Riccardo Grassi, risk manager at Mangart Capital Advisors, said the two sides had reached a “political compromise.”
“I wouldn’t say creditors are happy, but we are happy that this thing has been resolved,” he added.
Gabriel Torres at credit ratings agency Moody’s said the agreement would allow the country to avoid “protracted and costly legal proceedings with bondholders” and called for “credible and sustainable fiscal and monetary policies.”
PAYMENT DATES CHANGE
As part of the deal, the government said it would adjust some payment dates for the new bonds set out in the offer to raise the proposal’s value.
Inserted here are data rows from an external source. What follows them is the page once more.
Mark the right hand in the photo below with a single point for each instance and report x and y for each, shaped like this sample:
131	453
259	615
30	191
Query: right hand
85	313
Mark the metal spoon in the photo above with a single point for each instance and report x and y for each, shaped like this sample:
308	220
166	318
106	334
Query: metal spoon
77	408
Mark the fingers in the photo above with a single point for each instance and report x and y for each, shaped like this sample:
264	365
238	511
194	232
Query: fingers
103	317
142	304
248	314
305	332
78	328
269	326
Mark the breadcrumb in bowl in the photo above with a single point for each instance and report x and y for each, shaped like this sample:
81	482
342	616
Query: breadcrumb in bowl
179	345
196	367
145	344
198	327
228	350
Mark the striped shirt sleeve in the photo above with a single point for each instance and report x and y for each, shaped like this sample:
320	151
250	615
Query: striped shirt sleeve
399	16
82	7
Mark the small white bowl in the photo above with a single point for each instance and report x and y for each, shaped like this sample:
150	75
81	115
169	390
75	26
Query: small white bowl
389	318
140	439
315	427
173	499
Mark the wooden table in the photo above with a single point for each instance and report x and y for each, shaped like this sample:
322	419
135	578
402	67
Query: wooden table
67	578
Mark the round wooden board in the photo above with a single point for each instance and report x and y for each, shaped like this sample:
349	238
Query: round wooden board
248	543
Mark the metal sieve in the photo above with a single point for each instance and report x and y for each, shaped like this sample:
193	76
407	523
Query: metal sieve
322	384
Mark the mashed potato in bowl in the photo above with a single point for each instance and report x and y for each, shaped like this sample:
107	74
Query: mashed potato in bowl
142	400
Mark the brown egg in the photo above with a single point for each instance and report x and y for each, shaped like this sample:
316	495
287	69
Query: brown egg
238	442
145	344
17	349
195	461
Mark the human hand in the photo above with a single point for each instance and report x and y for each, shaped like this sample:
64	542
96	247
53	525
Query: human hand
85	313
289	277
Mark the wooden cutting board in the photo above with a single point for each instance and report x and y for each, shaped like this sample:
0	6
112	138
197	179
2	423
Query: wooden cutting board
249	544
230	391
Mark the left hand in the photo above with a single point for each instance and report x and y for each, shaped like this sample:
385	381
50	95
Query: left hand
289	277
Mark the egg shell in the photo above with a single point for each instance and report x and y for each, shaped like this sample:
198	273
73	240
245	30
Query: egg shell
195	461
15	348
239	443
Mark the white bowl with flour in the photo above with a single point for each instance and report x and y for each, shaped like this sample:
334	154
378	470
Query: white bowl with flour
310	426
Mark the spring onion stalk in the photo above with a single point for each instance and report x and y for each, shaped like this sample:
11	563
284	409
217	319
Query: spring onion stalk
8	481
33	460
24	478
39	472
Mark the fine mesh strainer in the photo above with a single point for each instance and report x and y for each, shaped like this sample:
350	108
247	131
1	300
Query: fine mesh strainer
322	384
The offer will also adjust certain legal aspects of so-called collective action clauses (CACs), which determine how future changes can be made to bond agreements. These had become a key point of contention in the talks.
Some bondholders had feared Argentina would try to use the CACs to adopt a “Pac-Man” strategy of attempting to get them on board one at a time.
Carlos de Sousa of Oxford Economics said the changes and the accord with major creditors meant a deal was almost in the bag.
“It should be straight forward now to achieve the required qualified majorities for a successful debt exchange,” he said.
Under the deal, payment dates on the new bonds will be Jan. 9 and July 9, instead of March 4 and Sept. 4. The new bonds will begin amortizing in January 2025 and mature in July 2029.
Fernandez and Economy Minister Martin Guzman had been adamant that Argentina was unable to improve the offer made in early July, though people close to the talks said there could be wiggle room to sweeten the offer.
Argentina struck a US$57-billion loan deal with the International Monetary Fund in 2018 and has said it will seek a new program with the fund after it wraps up its talks with private creditors.